VITAMINE C. UN PEU D’HISTOIRE

L‘importance de la vitamine C est mésestimée de nos jours tout comme elle le fut en une certaine période de notre histoire. En effet, à partir du XVIème siècle, les marins qui partaient au large pendant de nombreux mois rencontraient un phénomène appelé « la barrière du scorbut ». La carence en vitamine C décimait les équipages et empêchait les flottes d’atteindre leurs objectifs. On finit par endiguer ce problème en embarquant à bord de la choucroute riche en vitamine C ou bien en pratiquant l’amaroli (c’est à dire de boire sa propre urine).

Plus proche de nous, on peut citer quelques chercheurs et médecins qui ont porté leur attention sur la vitamine C. Par exemple le chimiste de génie nommé Irwin Stone qui trouva le moyen de fabriquer de la vitamine C à partir du glucose. Celui-ci devint l’ami de Linus Pauling, double prix Nobel, qui l’expérimenta longuement et l’utilisa personnellement, sa vie durant.

Mais le plus grand expérimentateur fut sans doute le Dr Klenner qui a acquis une expérience de 40 années en milieu hospitalier sur des pathologies lourdes.

Jusqu’en 1950, on ne s’était pas aperçu à l’analyse que la vitamine C contenue dans les urines se présentait sous deux formes: L’acide ascorbique et l’acide déshydroascorbique. Aussi confondait-on les deux molécules.

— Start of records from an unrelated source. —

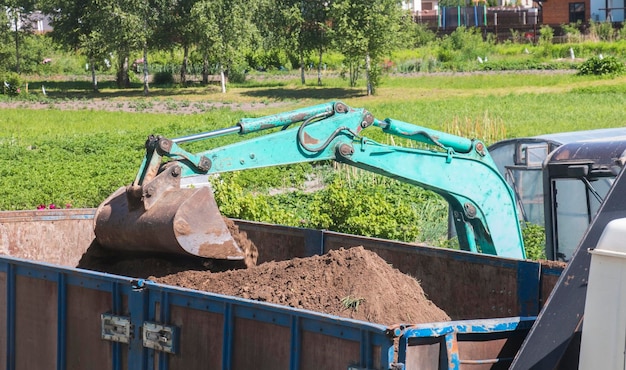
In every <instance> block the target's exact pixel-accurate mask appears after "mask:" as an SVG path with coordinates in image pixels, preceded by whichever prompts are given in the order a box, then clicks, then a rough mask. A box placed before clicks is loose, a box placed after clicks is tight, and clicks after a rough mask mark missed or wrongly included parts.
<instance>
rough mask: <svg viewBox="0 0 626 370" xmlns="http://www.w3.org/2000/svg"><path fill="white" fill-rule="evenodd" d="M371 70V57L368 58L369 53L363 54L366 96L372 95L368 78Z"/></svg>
mask: <svg viewBox="0 0 626 370" xmlns="http://www.w3.org/2000/svg"><path fill="white" fill-rule="evenodd" d="M371 70H372V59H371V58H370V53H366V54H365V79H366V81H367V96H370V95H372V93H373V89H372V79H371V78H370V77H371V76H370V72H371Z"/></svg>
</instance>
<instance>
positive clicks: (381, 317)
mask: <svg viewBox="0 0 626 370" xmlns="http://www.w3.org/2000/svg"><path fill="white" fill-rule="evenodd" d="M152 280H155V281H157V282H159V283H164V284H169V285H175V286H180V287H185V288H193V289H199V290H204V291H211V292H217V293H222V294H226V295H233V296H239V297H243V298H249V299H254V300H257V301H263V302H271V303H277V304H281V305H286V306H291V307H296V308H303V309H307V310H312V311H318V312H324V313H327V314H331V315H337V316H342V317H349V318H353V319H358V320H364V321H369V322H375V323H379V324H389V325H390V324H397V323H426V322H436V321H447V320H450V318H449V317H448V315H447V314H446V313H445V312H443V311H442V310H441V309H439V308H438V307H436V306H435V305H434V304H433V303H432V302H431V301H430V300H428V299H427V298H426V296H425V295H424V291H423V290H422V288H421V286H420V285H419V283H418V282H417V281H416V280H415V279H413V278H412V277H410V276H408V275H405V274H403V273H401V272H400V271H398V270H396V269H394V268H392V267H391V266H389V265H388V264H387V263H386V262H385V261H384V260H383V259H382V258H380V257H379V256H378V255H377V254H375V253H374V252H371V251H367V250H365V249H363V248H362V247H355V248H350V249H341V250H336V251H330V252H329V253H328V254H325V255H322V256H313V257H308V258H296V259H292V260H288V261H281V262H270V263H264V264H262V265H259V266H257V267H254V268H250V269H246V270H231V271H225V272H220V273H206V272H201V271H188V272H182V273H178V274H173V275H169V276H165V277H162V278H156V277H152Z"/></svg>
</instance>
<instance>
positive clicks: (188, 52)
mask: <svg viewBox="0 0 626 370" xmlns="http://www.w3.org/2000/svg"><path fill="white" fill-rule="evenodd" d="M188 64H189V46H187V45H184V46H183V65H182V66H181V67H180V84H181V85H183V86H185V85H187V65H188Z"/></svg>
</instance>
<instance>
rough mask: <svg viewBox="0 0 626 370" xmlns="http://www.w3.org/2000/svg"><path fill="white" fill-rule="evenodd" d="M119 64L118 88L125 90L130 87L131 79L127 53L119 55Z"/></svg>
mask: <svg viewBox="0 0 626 370" xmlns="http://www.w3.org/2000/svg"><path fill="white" fill-rule="evenodd" d="M119 55H120V57H119V62H118V66H117V87H119V88H121V89H123V88H128V87H130V78H129V77H128V55H126V53H125V52H120V53H119Z"/></svg>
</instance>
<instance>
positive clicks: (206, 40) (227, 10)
mask: <svg viewBox="0 0 626 370" xmlns="http://www.w3.org/2000/svg"><path fill="white" fill-rule="evenodd" d="M257 5H258V3H257V2H255V1H246V0H202V1H199V2H197V3H196V4H194V6H193V8H192V9H191V15H192V19H193V21H194V26H195V30H196V32H197V34H198V36H199V38H200V41H199V43H198V44H199V47H200V49H201V50H202V54H203V59H204V65H205V68H204V71H203V74H204V75H205V78H206V73H208V71H207V66H208V61H209V58H211V59H212V60H214V61H215V62H216V64H217V66H218V68H219V72H220V80H221V85H222V92H224V93H225V92H226V80H225V74H224V72H225V71H227V70H228V71H229V73H230V72H234V68H235V66H236V65H238V64H241V63H242V61H243V59H244V52H245V50H246V49H247V48H248V47H249V46H250V44H251V42H252V40H253V39H254V38H255V35H256V34H257V30H256V27H255V25H254V23H253V22H252V14H253V13H254V12H255V11H256V9H257Z"/></svg>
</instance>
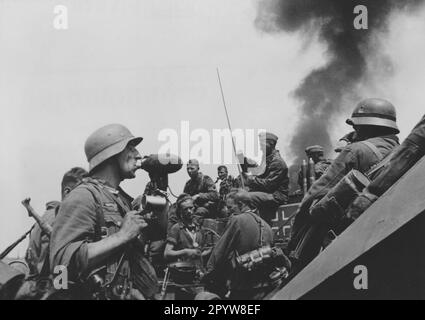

Or, il s’avère que la seconde est un déchet de l’organisme.

Des mesures de rapport moléculaire furent effectuées tous azimuts pour déboucher sur un stupéfiant constat: un individu en bonne santé présente un rapport acide ascorbique / acide déshydroascorbique de 14 alors qu’à l’inverse, ce rapport décroît proportionnellement avec une santé qui se dégrade (par exemple, un mourant présente un rapport de 0,3).

Ce rapport nommé INDEX VITAL a servi de critère de morbidité et a aiguillé les chercheurs tout au long de leurs études.